Con grande nostalgia è stato ricordato un uomo che ha provato a cambiare il modo di fare politica in America, e di conseguenza nel mondo, ponendo al centro, come ha fatto notare il relatore Postiglione, temi come i giovani, l’impresa privata nell’economia, le realtà locali e i diritti civili: ognuno dei quali a proprio modo è tema di strettissima attualità sul quale molto si dibatte oggi. Proprio questo era il tema della conferenza, e in parte, del libro: riprendere discorsi pronunciati più di mezzo secolo fa dal piccolo Kennedy per vedere come abbia saputo vedere così lontano nel tempo. Assassinato nell’anno che segnò una svolta culturale nel mondo occidentale, già prima del 1968 Bob Kennedy, ci ricorda il dr. Postiglione, aveva capito come la classe politica e non solo fosse sorda alle esigenze delle nuove generazioni al punto di essere una classe “inadatta a capire i giovani” e aveva auspicato una politica istituzionale che si muovesse diversamente: ancora una volta è difficile, indipendentemente dalla fede politica, non vedere come discorsi di questa natura si potrebbero adattare ai nostri giorni in America, in Italia e in tutta l’Europa.

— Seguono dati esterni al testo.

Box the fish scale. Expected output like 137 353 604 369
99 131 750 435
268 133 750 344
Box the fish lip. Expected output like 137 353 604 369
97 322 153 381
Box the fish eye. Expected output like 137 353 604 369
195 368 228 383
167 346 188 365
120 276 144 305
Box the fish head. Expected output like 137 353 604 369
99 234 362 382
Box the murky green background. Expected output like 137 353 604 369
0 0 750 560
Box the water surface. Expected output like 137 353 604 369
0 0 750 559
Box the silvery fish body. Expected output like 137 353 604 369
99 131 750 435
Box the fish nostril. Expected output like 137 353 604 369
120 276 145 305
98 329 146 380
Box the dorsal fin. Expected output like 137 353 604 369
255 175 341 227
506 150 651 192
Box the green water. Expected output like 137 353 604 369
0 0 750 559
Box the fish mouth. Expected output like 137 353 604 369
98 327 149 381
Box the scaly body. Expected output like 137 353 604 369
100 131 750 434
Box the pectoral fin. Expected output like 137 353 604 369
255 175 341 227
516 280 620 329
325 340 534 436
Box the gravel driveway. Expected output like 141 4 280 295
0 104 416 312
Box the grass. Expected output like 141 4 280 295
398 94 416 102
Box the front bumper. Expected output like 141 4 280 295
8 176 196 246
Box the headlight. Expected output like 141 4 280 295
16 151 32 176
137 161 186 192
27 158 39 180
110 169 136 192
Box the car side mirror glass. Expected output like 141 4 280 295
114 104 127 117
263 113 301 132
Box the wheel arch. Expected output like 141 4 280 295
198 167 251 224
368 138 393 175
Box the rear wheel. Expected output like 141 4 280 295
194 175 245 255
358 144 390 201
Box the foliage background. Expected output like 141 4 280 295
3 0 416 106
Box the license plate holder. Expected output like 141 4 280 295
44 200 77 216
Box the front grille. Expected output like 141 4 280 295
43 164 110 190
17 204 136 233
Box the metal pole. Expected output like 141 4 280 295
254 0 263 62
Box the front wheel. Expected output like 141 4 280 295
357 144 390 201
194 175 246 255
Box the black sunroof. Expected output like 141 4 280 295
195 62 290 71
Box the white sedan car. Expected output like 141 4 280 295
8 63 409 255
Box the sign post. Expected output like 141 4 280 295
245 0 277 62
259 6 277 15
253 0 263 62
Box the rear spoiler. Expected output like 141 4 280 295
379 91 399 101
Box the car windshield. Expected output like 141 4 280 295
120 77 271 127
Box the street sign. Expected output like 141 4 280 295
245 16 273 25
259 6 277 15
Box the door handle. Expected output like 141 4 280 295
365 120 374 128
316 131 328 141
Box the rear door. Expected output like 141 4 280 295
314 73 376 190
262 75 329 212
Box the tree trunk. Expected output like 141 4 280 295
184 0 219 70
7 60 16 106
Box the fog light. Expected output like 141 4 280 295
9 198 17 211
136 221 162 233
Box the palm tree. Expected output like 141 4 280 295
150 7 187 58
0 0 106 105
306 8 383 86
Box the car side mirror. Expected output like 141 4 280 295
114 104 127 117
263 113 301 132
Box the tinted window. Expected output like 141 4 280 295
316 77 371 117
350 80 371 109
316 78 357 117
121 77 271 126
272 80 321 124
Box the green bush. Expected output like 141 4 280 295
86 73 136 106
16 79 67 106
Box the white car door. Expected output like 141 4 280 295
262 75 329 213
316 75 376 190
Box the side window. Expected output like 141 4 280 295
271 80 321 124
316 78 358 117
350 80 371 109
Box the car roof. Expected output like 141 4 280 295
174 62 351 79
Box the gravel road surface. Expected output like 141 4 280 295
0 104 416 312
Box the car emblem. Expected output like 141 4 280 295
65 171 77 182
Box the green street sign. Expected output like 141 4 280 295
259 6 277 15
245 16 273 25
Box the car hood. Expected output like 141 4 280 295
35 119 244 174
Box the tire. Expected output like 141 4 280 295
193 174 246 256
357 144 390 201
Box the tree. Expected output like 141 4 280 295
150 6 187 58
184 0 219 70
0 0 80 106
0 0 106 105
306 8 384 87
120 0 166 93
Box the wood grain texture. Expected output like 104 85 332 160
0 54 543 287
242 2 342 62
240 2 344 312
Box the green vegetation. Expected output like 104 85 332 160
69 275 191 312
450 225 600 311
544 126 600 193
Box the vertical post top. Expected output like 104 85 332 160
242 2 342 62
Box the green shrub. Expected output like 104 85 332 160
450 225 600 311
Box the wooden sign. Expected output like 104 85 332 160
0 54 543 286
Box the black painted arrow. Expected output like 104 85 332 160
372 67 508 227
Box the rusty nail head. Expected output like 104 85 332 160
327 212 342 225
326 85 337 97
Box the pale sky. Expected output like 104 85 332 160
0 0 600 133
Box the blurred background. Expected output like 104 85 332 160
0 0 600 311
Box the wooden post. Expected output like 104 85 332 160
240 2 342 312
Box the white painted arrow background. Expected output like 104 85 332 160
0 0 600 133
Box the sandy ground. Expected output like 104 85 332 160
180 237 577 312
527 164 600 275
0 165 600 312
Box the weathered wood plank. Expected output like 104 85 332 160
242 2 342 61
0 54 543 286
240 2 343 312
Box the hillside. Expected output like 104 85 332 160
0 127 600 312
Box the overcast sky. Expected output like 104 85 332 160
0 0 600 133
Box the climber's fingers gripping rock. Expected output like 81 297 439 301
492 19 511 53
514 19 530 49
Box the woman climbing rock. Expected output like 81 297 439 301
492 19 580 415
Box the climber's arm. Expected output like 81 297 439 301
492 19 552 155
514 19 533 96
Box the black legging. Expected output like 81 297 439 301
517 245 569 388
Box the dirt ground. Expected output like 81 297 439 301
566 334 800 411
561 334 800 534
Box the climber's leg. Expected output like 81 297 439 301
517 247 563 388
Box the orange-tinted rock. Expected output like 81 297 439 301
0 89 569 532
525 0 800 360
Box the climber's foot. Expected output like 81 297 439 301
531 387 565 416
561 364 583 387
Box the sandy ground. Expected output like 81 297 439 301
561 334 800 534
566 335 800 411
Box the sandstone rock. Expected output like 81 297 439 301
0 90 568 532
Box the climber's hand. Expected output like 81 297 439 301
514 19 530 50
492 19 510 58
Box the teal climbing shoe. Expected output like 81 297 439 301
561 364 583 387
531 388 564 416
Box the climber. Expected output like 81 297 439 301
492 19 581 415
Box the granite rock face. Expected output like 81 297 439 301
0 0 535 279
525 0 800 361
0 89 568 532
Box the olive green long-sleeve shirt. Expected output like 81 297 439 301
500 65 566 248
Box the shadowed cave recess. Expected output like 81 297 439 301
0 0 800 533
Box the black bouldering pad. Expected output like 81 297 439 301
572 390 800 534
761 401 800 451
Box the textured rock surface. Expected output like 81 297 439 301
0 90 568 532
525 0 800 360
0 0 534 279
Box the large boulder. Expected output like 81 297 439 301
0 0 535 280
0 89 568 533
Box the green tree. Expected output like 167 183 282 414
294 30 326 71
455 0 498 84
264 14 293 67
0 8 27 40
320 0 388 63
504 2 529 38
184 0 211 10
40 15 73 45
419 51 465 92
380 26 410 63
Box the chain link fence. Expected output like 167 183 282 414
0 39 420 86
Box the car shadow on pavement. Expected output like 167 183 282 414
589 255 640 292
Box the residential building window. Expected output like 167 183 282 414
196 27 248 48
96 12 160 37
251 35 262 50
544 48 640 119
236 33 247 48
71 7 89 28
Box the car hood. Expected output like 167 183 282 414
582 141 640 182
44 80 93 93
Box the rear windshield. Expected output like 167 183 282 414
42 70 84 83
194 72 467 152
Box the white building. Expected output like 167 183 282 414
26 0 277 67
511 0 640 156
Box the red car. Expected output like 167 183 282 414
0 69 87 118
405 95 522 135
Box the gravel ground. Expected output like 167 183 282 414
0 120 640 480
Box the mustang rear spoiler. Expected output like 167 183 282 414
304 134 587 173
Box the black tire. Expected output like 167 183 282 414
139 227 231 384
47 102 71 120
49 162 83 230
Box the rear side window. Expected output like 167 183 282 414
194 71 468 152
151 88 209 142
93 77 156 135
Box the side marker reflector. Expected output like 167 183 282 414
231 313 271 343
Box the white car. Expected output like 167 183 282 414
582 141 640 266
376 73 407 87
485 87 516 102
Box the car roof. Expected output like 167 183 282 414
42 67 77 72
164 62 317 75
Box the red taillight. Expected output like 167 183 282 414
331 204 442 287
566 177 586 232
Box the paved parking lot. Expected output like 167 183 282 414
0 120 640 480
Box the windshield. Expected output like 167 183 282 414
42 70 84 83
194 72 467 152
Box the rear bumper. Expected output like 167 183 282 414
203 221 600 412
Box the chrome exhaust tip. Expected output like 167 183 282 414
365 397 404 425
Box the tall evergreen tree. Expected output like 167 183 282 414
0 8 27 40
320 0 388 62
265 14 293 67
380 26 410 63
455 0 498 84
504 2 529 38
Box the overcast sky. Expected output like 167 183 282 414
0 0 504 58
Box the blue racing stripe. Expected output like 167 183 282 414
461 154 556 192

Il presidente del Consiglio Comunale, Lamberto Bertolè, ha parlato fra i primi mostrando come le parole di Robert Kennedy, seppure ad anni di distanza, siano state ascoltate in molte parti del mondo: per esempio proprio a Milano l’Amministrazione comunale sembra aver seguito la sua riflessione, su come spesso si consideri erroneamente il PIL come unico strumento di analisi del benessere mentre andrebbe più considerata la qualità di vita dei singoli più di quella del mercato, con l’iniziativa MILANO 2046: iniziativa nata da qualche mese proprio per coinvolgere l’intera città a crescere nel miglioramento della qualità della vita di chi la abita.